Y es que Diana
Young tenía lo suyo, aunque nunca nadie le había creído ni papa sobre la
historia de su vida que ella platicaba cuando le daba el cuete sentimental, sino
hasta ese momento en que demostró sobradamente sus facultades físicas e
histriónicas, a pesar del grado de intoxicación etílica que mostraba, pues
había ingerido cuba tras cuba desde el instante mismo que pisó el departamento
de Joe y Marge Dunkley.
Diana relataba que nació en Toledo, Ohio. Violada por su
padre, huyó muy jovencita de su hogar y cruzó la frontera con Canadá, para
llegar hasta Ottawa, donde muy discretamente ejerció la prostitución, ahorró
todo el dinero que pudo y luego se trasladó a Toronto, donde ingresó a una
academia de ballet y por su belleza y sus dotes naturales para la danza obtuvo
buenos contratos en distintos cabarets. De vuelta en Estados Unidos, trabajó
muy duro en Nueva York y logró debutar en un musical nada menos que en
Broadway. Ahí la conoció el buenazo de Rupert, el que desde el instante que la
vio, se enamoró perdidamente de ella.
Obligada a retirarse del medio artístico por Rupert, que
asumió todos los gastos de la pareja, se la pasaron del tingo al tango por toda
la Unión Americana. Una vez que la refresquera para la cual Rupert empezó a
trabajar casi desde adolescente lo ubicó en México, la familia entera se lanzó
hasta el sur del río Bravo. Y por ello, aunque nacidas en Estados Unidos, sus
hijas Jeanie y Sheila tuvieron su
crianza en México, mayormente en Cuernavaca, entre las ausencias del padre y
los amoríos y borracheras más que ocasionales de la madre.
Entre brindis y comentarios sobre Diana y su proeza se
fueron concentrando todos en una especie de círculo en la sala, con Pera y
Toñito al centro como si fueran saleros, y teniendo como fondo los gritos del
Chino Joe que exigía “un pendejo que me ayude a poner los pinches platones en
la chingada mesa”. Medio ofendidos los extranjeros por lo de “un pendejo”,
finalmente canjearon su enojo inicial por francas risotadas, cuando Rosita con
toda paciencia les explicó, hasta que lo entendieron cabalmente, que Joe sólo
había intentado un chascarrillo, pues en castellano la palabra pendejo
igualmente significaba ayudante del cocinero. Tras ese necesario breviario
cultural, Rupert, Nils y Diana se amontonaron en el estrecho pasillo que
conducía a la cocina, para pasar a recoger los cinco o seis platones rebosantes
de enchiladas verdes y rojas, tostadas de frijoles y tinga, chiles rellenos en
frío, quesadillas, tacos de barbacoa y de nopales. Por su lado, los Dunkley y
los niños colocaban platos de cartoncillo, cubiertos de plástico y servilletas de
papel sobre la mesa del comedor. Definitivamente el Chino era un genio del arte
culinario. Y mientras más borracho, mucho mejor. Nadie dejó de chuparse los
dedos, toda vez que empezaron, literalmente, a devorarlos.

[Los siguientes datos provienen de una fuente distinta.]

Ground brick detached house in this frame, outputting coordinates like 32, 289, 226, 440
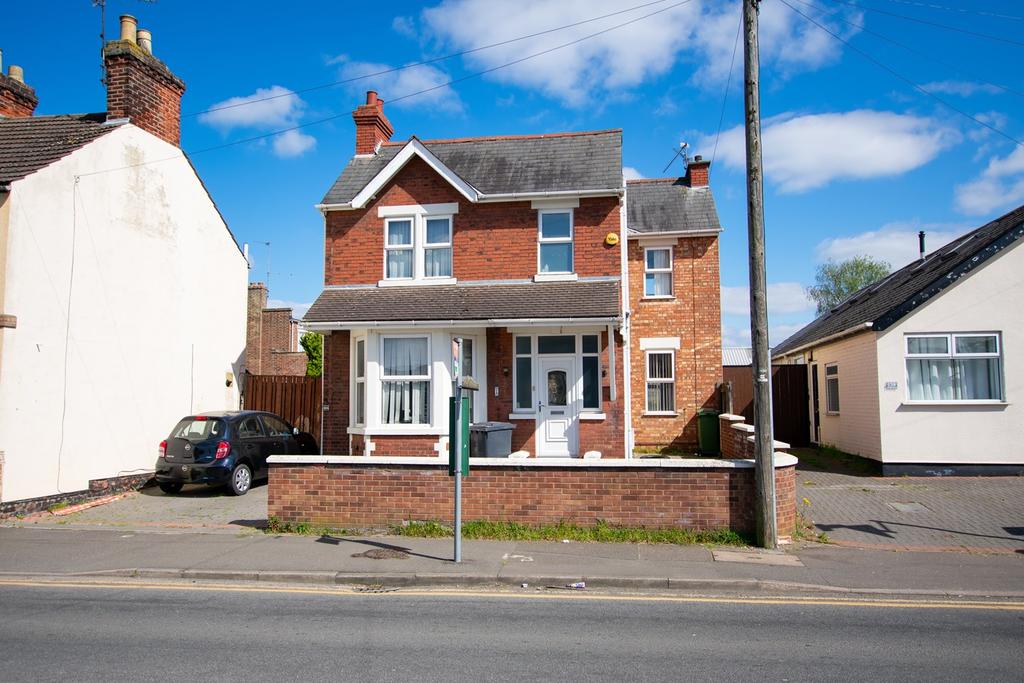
269, 91, 792, 540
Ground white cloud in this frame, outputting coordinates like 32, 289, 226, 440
422, 0, 856, 106
329, 54, 462, 114
814, 220, 971, 270
955, 147, 1024, 215
921, 81, 1002, 97
701, 110, 959, 193
199, 85, 305, 130
722, 283, 814, 316
273, 130, 316, 157
266, 299, 312, 321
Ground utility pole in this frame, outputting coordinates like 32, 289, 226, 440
743, 0, 778, 549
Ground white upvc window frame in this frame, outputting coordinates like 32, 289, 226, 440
643, 348, 679, 416
821, 362, 843, 415
903, 331, 1007, 405
643, 246, 676, 299
377, 334, 435, 429
537, 208, 575, 279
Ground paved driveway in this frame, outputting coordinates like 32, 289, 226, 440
7, 483, 267, 531
797, 456, 1024, 553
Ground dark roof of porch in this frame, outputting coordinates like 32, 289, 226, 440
302, 281, 621, 323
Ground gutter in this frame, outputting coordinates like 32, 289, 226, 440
302, 315, 622, 332
772, 321, 874, 359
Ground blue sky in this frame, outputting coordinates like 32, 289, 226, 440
0, 0, 1024, 345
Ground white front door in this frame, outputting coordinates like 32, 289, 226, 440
536, 356, 578, 458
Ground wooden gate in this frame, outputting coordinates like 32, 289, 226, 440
244, 375, 324, 443
722, 366, 811, 445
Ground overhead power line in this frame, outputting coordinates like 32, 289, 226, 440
819, 0, 1024, 47
182, 0, 671, 118
794, 0, 1024, 97
79, 0, 693, 178
779, 0, 1024, 146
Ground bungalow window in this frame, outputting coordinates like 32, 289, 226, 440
906, 333, 1002, 401
381, 337, 430, 425
825, 364, 839, 415
537, 210, 572, 273
384, 216, 452, 280
643, 247, 672, 297
646, 351, 676, 415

Esperanza se había ido a vomitar al baño y Rosita y
Eduardo del Trigal Condé, junto con los niños, fueron los primeros en abalanzarse
sobre los platones, mientras que el resto brindaba con Joe por la hermosa
presentación de la comida y los agradables olores que de ella se desprendían.
Luego, tras el brindis, en derredor de la mesa del comedor empezaron los
apretujones por allegarse las mejores porciones de cada una de las fuentes, no
faltando los improperios en inglés y español.